The whole mask/glasses combo was driving me crazy. The mask was large enough to fit over my glasses, but it made them cut into the bridge of my nose. And my nose was still battered from when Jake had beat me up, so that hurt. A lot.

And I wanted to get my layers off. The layers were starting to bunch up under my arms and behind my knees.

Again, I tried not to think about Alex and Niko and the rest.

They had sixty miles to cover, wearing their layers and air masks, on a half-fixed school bus on a dangerous and dark highway. And I was whining to myself about a couple of hours in layers and a mask.

I got to my feet and started to make my way, slowly, back toward the hatch. In a dark world, that leaked light looked really bright, I tell you.

But I went slowly, because the roof was uneven and dented in places from the hailstorm a million years ago that had landed us safely in the Greenway.

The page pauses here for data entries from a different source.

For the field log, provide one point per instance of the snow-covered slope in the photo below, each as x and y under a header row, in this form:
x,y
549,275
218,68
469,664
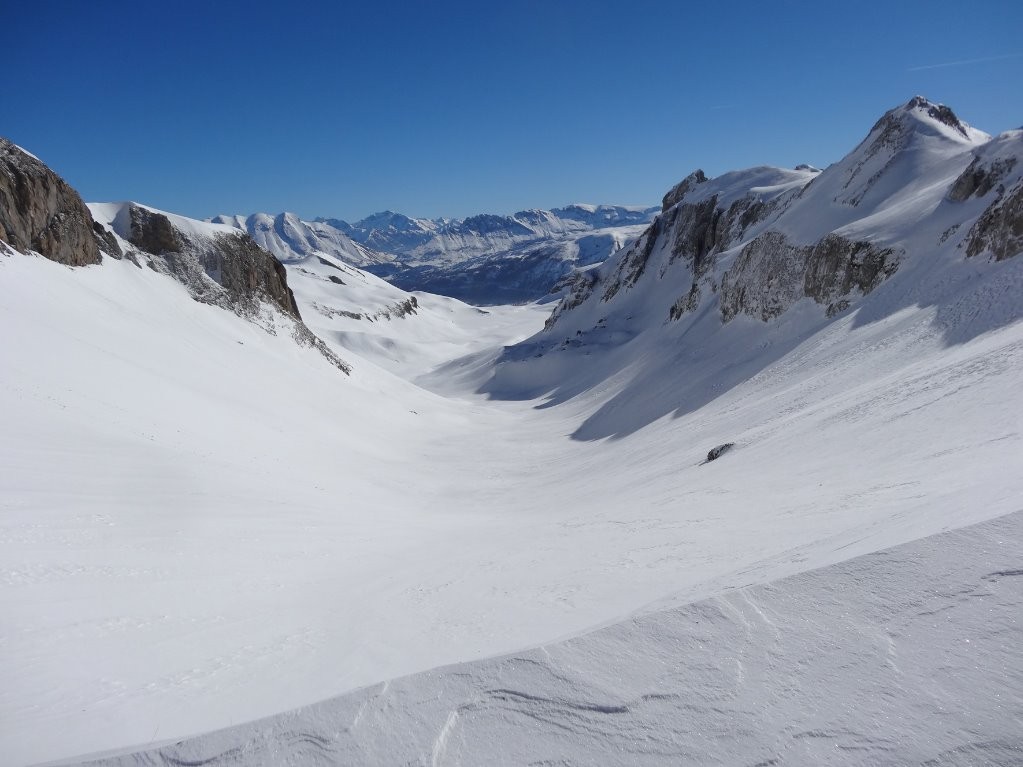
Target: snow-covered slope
x,y
905,210
841,666
484,259
490,259
204,524
288,237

I was thinking about the hailstorm and about how lucky we were that the grade-school bus driver, Mrs Wooly, had not only thought to drive the bus into the store to get the little kids out of the hail, but had then returned to rescue us high school kids. I was thinking about Mrs Wooly and wondering what had happened to her in the end. Had she made it to safety? Had she even thought about returning for us, as she promised, or had she just decided to fend for herself?

I was thinking about Mrs Wooly when the light from the hatch went out.

I was alone, on the roof, in the dark.

2 ALEX

THIS IS SLOW GOING.

In 3 hours, we have gone approximately 8 miles.

Denver International Airport is more than 60 miles away.

This is going to take longer than I had hoped. It took us 20 minutes just to get from the Greenway parking lot onto I-25.

It’s hard to see out of the windows because of the Plexiglas, which is not clear like regular glass. It’s like driving through fog.